The Northrop Grumman-built ship is one of eight national security cutters being built for the Coast Guard. The vessels are 418 feet long and include flight decks for helicopters; chemical, biological and radiological hazard detection and defense; and other equipment.

Retired Navy Capt. Sally Watlington, a friend and housemate of Stratton's in West Lafayette, said the ceremony will be emotional for her.

"When I'm at the christening, I'll be looking up into the sky and saying, 'Dorothy, did you ever think this would happen?' If she was alive today, she would never expect this. She would say, 'I only served four years' active duty.' She was very humble."

Stratton left the Coast Guard in 1946 to become the first director of personnel at the International Monetary Fund. She later became executive director of the Girl Scouts of the U.S.A.

MINNEAPOLIS: Dolphin born at Minnesota Zoo

MINNEAPOLIS (AP) – The Minnesota Zoo says a dolphin born last weekend is doing well.

The 30-pound calf has been swimming alongside its mother and taking synchronized breaths.

The baby's mother, Allie, is one of the zoo's three Atlantic bottlenose dolphins. The father, Semo, at age 45, is believed to be one of the oldest reproducing male dolphins in captivity.

The gender of the calf hasn't been determined.

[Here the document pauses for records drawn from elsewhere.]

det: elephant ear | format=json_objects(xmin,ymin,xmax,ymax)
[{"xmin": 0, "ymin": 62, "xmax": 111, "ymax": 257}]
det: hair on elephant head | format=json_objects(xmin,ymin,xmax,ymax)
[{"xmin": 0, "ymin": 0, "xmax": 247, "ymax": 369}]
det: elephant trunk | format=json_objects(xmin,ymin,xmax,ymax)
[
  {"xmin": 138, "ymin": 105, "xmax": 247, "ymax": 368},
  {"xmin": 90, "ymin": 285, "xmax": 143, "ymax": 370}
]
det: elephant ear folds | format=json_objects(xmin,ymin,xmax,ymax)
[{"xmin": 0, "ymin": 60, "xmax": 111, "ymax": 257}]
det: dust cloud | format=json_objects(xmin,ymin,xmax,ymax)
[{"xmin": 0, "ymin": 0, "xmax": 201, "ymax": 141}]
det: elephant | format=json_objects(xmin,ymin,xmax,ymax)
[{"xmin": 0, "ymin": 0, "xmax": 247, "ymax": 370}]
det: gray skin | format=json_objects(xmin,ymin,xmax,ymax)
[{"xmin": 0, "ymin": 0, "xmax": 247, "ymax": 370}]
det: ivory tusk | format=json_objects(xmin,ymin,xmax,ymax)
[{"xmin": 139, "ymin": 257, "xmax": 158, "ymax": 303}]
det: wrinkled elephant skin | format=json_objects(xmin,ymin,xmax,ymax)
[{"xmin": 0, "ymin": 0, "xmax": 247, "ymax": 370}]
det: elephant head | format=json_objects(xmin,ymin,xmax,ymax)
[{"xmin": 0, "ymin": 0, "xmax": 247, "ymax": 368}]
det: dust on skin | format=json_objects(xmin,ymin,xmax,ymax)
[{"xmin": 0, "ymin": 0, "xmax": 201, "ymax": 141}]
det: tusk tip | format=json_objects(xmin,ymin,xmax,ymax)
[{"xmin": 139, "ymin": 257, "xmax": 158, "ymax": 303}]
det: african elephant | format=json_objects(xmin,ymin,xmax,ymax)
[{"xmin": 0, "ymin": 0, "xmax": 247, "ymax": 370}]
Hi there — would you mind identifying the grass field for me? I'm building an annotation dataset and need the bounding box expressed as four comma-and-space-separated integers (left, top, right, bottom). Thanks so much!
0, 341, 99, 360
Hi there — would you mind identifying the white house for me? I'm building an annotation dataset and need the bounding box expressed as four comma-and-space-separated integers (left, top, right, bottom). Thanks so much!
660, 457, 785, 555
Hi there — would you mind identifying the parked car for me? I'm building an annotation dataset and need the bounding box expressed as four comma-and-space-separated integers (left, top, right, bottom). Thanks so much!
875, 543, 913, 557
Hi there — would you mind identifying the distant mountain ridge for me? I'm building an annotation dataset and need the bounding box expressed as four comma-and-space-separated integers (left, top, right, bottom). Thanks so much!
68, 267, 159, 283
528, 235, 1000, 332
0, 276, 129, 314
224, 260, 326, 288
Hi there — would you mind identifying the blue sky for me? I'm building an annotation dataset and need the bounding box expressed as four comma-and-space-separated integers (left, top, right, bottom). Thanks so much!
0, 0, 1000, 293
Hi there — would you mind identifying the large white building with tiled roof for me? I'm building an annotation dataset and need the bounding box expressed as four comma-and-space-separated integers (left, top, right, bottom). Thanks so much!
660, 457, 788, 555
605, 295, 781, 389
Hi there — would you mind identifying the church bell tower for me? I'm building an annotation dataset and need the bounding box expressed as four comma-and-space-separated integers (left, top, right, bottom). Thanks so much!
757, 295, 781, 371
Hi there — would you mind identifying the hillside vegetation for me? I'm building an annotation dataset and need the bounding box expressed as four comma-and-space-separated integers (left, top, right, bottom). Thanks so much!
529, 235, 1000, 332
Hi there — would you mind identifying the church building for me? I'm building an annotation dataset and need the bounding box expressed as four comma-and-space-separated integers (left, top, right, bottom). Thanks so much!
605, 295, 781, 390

KSTP-TV reports it's expected to be on exhibit this fall.

OHIO STATE: Columbus considers buying stretchers for obese

COLUMBUS, Ohio (AP) – The Columbus fire department is considering buying stretchers to carry morbidly obese people who weigh up to 1,000 pounds.

The city's fire division already has 18 stretchers that hold patients who weigh up to 650 pounds, but paramedics have to carry people who weigh more than that about twice a month.

Medics currently use a tarp to transport people who weigh more than 650 pounds.

The bigger stretchers include a hydraulic system to move up and down and cost about $10,000 each. That's double the cost of their 650-pound capacity counterparts. The larger models also require that ambulances be retrofitted to accommodate them, which costs $6,000.

INDIANA: IU president honored by native Australia

BLOOMINGTON, Ind. (AP) – Indiana University President Michael McRobbie is being honored by his native Australia.

In June, McRobbie was appointed to the Order of Australia, a national award for those who have demonstrated distinguished service to Australia or humanity. Last week, the Australian National University awarded McRobbie an honorary Doctor of Letters degree.

McRobbie came to the United States from Australia in 1997 to become IU's first vice president of information technology and chief information officer. In 2007, the IU Board of Trustees named him the university's 18th president.

That year he was also made an honorary member of The Australian Academy of the Humanities.